An Image is Worth 16x16 Words: Transformers for Image Recognition at Scale

Citation

Dosovitskiy et al., ICLR, 2021.

Canonical link

Paper

Overview

The Vision Transformer (ViT) demonstrates that a pure Transformer applied to sequences of image patches -- with no convolutions -- matches or exceeds state-of-the-art CNNs on image classification when pre-trained on large-scale data. This was the definitive demonstration that the Transformer architecture generalizes beyond language to vision.

ViT showed that the inductive biases hard-coded into CNNs (local connectivity, translation equivariance) are not necessary when sufficient data is available. By splitting images into 16x16 patches, linearly embedding them, and feeding the resulting sequence into a standard Transformer encoder, the paper achieved state-of-the-art ImageNet accuracy while using substantially less compute than the best CNNs. The critical finding was scale-dependent performance: ViT underperforms ResNets on small datasets but dominates at scale, revealing a data-compute tradeoff between inductive bias and flexibility.

This result triggered a paradigm shift. Within two years, vision transformers replaced CNNs as the dominant architecture in computer vision, and the patch-as-token idea enabled unified architectures across vision, language, and multimodal tasks (CLIP, DALL-E, PaLM-E).
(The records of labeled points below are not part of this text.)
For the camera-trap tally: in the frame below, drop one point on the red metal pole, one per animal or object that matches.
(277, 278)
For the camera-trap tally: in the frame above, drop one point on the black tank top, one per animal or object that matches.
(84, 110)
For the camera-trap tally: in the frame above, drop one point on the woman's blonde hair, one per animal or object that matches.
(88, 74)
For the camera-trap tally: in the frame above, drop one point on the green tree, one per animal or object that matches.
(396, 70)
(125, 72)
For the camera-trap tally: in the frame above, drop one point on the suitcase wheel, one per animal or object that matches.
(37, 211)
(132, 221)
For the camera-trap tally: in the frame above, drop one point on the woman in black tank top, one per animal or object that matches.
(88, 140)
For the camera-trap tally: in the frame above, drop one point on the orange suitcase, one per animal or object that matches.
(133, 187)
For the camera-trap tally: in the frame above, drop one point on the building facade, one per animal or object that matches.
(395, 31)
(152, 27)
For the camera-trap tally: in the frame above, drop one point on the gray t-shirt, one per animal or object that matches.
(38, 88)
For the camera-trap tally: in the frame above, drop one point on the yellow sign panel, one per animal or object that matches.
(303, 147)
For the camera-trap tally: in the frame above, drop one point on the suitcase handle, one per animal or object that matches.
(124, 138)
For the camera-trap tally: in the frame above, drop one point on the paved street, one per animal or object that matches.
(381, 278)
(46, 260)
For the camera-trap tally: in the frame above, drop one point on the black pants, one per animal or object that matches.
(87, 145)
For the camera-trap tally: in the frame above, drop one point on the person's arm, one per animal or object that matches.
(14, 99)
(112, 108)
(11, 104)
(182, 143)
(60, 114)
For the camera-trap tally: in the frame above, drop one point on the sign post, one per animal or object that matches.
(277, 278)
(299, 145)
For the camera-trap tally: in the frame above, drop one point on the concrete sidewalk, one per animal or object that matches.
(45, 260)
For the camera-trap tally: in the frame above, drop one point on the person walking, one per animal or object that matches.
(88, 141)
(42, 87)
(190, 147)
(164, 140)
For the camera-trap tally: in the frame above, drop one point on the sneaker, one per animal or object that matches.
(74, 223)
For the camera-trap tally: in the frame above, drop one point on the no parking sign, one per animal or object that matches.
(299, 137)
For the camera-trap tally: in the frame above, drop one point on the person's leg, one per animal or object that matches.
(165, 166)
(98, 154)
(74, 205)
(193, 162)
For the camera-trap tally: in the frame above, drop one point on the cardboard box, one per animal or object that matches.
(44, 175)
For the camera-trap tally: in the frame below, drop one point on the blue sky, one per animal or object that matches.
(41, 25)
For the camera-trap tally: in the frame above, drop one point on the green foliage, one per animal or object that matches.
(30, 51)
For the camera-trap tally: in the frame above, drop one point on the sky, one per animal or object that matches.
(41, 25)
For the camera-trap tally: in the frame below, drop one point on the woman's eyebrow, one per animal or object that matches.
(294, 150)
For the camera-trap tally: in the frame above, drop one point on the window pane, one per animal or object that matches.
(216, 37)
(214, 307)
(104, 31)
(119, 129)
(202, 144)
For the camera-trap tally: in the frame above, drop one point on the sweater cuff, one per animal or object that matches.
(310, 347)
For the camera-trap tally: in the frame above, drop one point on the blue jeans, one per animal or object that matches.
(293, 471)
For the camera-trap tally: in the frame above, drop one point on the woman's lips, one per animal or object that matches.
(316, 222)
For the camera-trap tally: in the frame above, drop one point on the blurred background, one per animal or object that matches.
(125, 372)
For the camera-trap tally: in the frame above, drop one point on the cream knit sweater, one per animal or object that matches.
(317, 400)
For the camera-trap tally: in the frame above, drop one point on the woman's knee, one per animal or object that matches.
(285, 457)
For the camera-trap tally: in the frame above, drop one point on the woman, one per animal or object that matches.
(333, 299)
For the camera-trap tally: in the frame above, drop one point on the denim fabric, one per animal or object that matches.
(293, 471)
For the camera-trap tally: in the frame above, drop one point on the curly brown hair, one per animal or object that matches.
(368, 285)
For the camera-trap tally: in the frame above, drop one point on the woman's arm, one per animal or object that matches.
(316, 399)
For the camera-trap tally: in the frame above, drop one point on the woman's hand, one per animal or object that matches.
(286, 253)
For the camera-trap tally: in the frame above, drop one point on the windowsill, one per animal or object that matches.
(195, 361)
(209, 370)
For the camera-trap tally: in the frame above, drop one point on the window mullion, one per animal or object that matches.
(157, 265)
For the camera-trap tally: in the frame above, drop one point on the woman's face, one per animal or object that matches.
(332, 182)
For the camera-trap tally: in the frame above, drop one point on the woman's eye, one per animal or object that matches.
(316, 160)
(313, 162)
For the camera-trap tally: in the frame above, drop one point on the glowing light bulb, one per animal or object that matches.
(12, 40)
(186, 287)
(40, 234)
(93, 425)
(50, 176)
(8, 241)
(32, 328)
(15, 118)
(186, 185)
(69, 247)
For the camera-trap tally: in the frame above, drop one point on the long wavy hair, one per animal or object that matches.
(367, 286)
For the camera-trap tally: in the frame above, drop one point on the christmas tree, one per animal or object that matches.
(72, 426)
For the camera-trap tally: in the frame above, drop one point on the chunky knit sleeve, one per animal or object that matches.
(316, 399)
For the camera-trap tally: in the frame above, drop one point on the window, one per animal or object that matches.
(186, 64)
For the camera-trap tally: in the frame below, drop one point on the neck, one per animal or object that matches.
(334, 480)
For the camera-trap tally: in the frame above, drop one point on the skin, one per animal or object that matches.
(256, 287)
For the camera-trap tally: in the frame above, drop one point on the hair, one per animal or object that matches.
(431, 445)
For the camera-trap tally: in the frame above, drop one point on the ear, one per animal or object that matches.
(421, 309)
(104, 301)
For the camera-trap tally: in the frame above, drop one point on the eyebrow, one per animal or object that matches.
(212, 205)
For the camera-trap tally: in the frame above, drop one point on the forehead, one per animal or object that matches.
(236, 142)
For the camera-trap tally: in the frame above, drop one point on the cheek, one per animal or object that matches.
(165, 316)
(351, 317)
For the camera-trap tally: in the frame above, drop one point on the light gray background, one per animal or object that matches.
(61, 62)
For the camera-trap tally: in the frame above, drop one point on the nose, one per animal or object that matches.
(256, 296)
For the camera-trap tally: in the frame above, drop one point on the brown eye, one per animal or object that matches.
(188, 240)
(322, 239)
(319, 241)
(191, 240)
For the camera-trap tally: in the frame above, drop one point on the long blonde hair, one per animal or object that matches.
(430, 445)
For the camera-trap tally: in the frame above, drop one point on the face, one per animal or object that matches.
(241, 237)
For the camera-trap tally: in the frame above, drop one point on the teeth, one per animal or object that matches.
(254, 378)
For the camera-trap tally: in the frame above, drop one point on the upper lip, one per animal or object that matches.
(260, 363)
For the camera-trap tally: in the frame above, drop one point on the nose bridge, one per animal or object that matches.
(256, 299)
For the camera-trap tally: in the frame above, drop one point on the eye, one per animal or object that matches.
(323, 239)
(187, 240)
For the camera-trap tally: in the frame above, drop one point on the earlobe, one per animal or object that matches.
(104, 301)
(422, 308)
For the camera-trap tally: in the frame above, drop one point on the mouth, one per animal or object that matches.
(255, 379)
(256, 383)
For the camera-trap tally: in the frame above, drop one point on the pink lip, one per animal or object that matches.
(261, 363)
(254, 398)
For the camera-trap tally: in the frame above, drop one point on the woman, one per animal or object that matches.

ViT is now the standard vision encoder in virtually all modern multimodal systems.

Key Contributions

Patches as tokens: Divide a 224x224 image into 196 non-overlapping 16x16 patches, flatten each to a 768-dim vector, and linearly project -- creating a sequence that a standard Transformer encoder processes without modification
Learnable [CLS] token and position embeddings: A prepended classification token aggregates global information; learnable 1D position embeddings encode spatial layout (shown to learn 2D structure automatically)
Scale-dependent performance: ViT underperforms ResNets when trained only on ImageNet-1k (~1.3M images) but dominates when pre-trained on ImageNet-21k (14M) or JFT-300M (300M), revealing that Transformers need more data to compensate for weaker inductive bias
Compute-efficient scaling: ViT-L/16 pre-trained on JFT-300M achieves 87.76% ImageNet top-1 accuracy using approximately 15x less compute than BiT-L (0.68k vs 9.9k TPUv3-core-days) at similar accuracy
Attention distance analysis: Some attention heads attend broadly across the image even in early layers, while others maintain local attention patterns; attention distance generally increases with network depth, suggesting the model learns a mix of local and global representations despite having no built-in locality bias

Architecture / Method

┌──────────────────────────────────────────────────────────────┐
│                Vision Transformer (ViT)                      │
├──────────────────────────────────────────────────────────────┤
│                                                              │
│  Input Image (224 x 224)                                     │
│       │                                                      │
│       ▼                                                      │
│  Split into 196 patches (16 x 16 each)                       │
│  [p_1] [p_2] [p_3] ... [p_196]                              │
│       │                                                      │
│       ▼  Flatten + Linear Projection (to dim D)              │
│                                                              │
│  [CLS] [e_1] [e_2] [e_3] ... [e_196]                       │
│    +     +     +     +          +       Learnable Position   │
│  pos_0 pos_1 pos_2 pos_3 ... pos_196   Embeddings           │
│       │                                                      │
│       ▼                                                      │
│  ┌──────────────────────────────────┐  x L layers            │
│  │  Transformer Encoder Block       │  (L=12 Base,           │
│  │  ┌────────────────────────────┐  │   24 Large,            │
│  │  │  Layer Norm                 │  │   32 Huge)             │
│  │  │  Multi-Head Self-Attention  │  │                        │
│  │  │  + Residual                 │  │                        │
│  │  ├────────────────────────────┤  │                        │
│  │  │  Layer Norm                 │  │                        │
│  │  │  MLP (GELU)                │  │                        │
│  │  │  + Residual                 │  │                        │
│  │  └────────────────────────────┘  │                        │
│  └──────────────────────────────────┘                        │
│       │                                                      │
│       ▼ (CLS token output)                                   │
│  ┌──────────────┐                                           │
│  │ Linear Head   │ ──► Class Prediction                      │
│  └──────────────┘                                           │
└──────────────────────────────────────────────────────────────┘

Vision Transformer architecture overview

ViT uses a standard Transformer encoder (identical to the original Transformer's encoder from Vaswani et al.) with minimal modifications for vision. An input image of size H x W is divided into a grid of N = HW/P^2 non-overlapping patches of size P x P (typically P=16, giving N=196 patches for 224x224 images). Each patch is flattened into a vector and linearly projected to dimension D (768 for ViT-Base, 1024 for ViT-Large, 1280 for ViT-Huge).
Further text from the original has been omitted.